The £14bn investment will ensure that pay can be increased for all teachers. The government’s proposal to increase the pay of early career teachers fastest is in line with the evidence on where recruitment and retention challenges are greatest.

Education secretary Gavin Williamson said: “Teachers truly are the lifeblood of a school and I have been instantly impressed by the dedication, commitment and hard work that I have seen from those at the front of our classrooms.

“I want the best talent to be drawn to the teaching profession and for schools to compete with biggest employers in the labour market and recruit the brightest and the best into teaching.

“Teachers should be in no doubt that this government fully backs them in every stage of their career, starting with rewarding starting salaries, and giving them the powers they need to deal with bad behaviour and bullying and continue to drive up school standards right across the country.”

Williamson will also ask for the STRB’s recommendations on additional pay reform, including the introduction of progression points in pay. Progression will continue to be linked to performance ensuring the investment best supports the recruitment and retention of the most talented recruits into classrooms.

From September, the government will also be fully funding increased contributions into the Teacher’s Pension Scheme.

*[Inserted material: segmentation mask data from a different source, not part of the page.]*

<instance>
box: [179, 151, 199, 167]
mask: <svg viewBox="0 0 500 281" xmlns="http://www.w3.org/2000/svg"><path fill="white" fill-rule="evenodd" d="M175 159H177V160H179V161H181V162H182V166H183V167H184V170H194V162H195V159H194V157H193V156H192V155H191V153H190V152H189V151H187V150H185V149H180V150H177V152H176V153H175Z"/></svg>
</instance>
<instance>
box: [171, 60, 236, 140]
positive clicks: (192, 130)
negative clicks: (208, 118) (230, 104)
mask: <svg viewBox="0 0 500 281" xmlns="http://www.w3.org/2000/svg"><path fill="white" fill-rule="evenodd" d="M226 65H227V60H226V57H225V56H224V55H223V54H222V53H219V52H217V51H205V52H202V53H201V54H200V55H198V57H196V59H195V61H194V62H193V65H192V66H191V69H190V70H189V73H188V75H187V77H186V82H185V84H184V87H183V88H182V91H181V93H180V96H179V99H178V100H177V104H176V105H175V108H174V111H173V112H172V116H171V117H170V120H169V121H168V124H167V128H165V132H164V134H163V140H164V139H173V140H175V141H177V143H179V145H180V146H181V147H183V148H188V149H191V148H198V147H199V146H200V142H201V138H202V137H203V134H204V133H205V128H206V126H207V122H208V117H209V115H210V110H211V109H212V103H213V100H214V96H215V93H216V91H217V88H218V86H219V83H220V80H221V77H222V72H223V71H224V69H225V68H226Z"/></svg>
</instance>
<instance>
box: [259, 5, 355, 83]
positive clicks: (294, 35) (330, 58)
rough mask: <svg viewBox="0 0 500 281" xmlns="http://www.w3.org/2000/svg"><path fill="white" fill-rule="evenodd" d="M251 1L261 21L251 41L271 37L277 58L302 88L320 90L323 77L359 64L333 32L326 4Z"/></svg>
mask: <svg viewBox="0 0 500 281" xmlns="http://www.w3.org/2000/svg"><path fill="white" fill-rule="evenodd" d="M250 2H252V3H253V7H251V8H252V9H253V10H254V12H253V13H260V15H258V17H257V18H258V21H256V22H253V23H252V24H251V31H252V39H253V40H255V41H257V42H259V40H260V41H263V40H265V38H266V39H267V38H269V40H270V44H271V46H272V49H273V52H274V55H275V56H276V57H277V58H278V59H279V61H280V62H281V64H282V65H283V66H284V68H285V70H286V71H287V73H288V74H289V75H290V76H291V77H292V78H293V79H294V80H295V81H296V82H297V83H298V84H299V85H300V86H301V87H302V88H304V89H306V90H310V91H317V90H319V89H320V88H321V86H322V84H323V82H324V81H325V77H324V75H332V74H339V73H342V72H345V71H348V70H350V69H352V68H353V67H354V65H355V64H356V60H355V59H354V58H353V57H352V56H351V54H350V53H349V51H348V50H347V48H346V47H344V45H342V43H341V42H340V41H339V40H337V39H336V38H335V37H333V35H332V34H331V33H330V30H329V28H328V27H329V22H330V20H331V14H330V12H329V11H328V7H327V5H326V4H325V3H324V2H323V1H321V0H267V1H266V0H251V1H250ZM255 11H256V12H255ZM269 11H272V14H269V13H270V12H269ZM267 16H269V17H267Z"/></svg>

It means teachers will get an employer contribution of 23.6 per cent on top their salary towards their pension every year.

The Teachers’ Pension Scheme also provides additional benefits linked to salary and is inflation-proof to offer teachers a secure retirement.

Flexible working

Williamson also plans to use flexible working to make teaching an attractive profession, with a group of Ambassador Schools championing flexible working policies.

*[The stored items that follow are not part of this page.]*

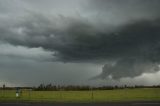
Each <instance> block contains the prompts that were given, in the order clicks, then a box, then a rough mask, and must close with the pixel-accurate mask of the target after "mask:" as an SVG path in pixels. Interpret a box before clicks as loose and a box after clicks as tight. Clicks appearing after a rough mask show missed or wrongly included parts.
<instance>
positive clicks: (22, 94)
mask: <svg viewBox="0 0 160 106" xmlns="http://www.w3.org/2000/svg"><path fill="white" fill-rule="evenodd" d="M122 101H160V88H139V89H117V90H96V91H31V92H29V91H27V90H22V94H21V96H20V97H19V98H16V97H15V90H5V91H2V90H1V91H0V102H122Z"/></svg>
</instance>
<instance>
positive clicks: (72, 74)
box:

These will be responsible for sharing good practice on how to successfully implement flexible working in schools, utilising case studies and practical resources for teachers and school leaders. Once fully rolled out, these will form part of an overall flexible working toolkit.

Williamson said: “I want to keep great teachers in the profession, and we know that the lack of flexible working opportunities is often cited as a reason for leaving. Other sectors have embraced flexible working and the benefits it provides – I want to see the same in schools. There are great things happening in some schools, but I want it to be the norm.

“These new Ambassador Schools will break down the barriers and show schools who are nervous about flexible working that not only can it be done, it can change their school for the better.”

Alongside proposed record increases to new teachers’ salaries, trainee teachers will also receive reformed core training content. This will dovetail with the Early Career Framework and provide a two-year entitlement to training and support for new teachers, including a reduced timetable to allow teachers to make the most of their training.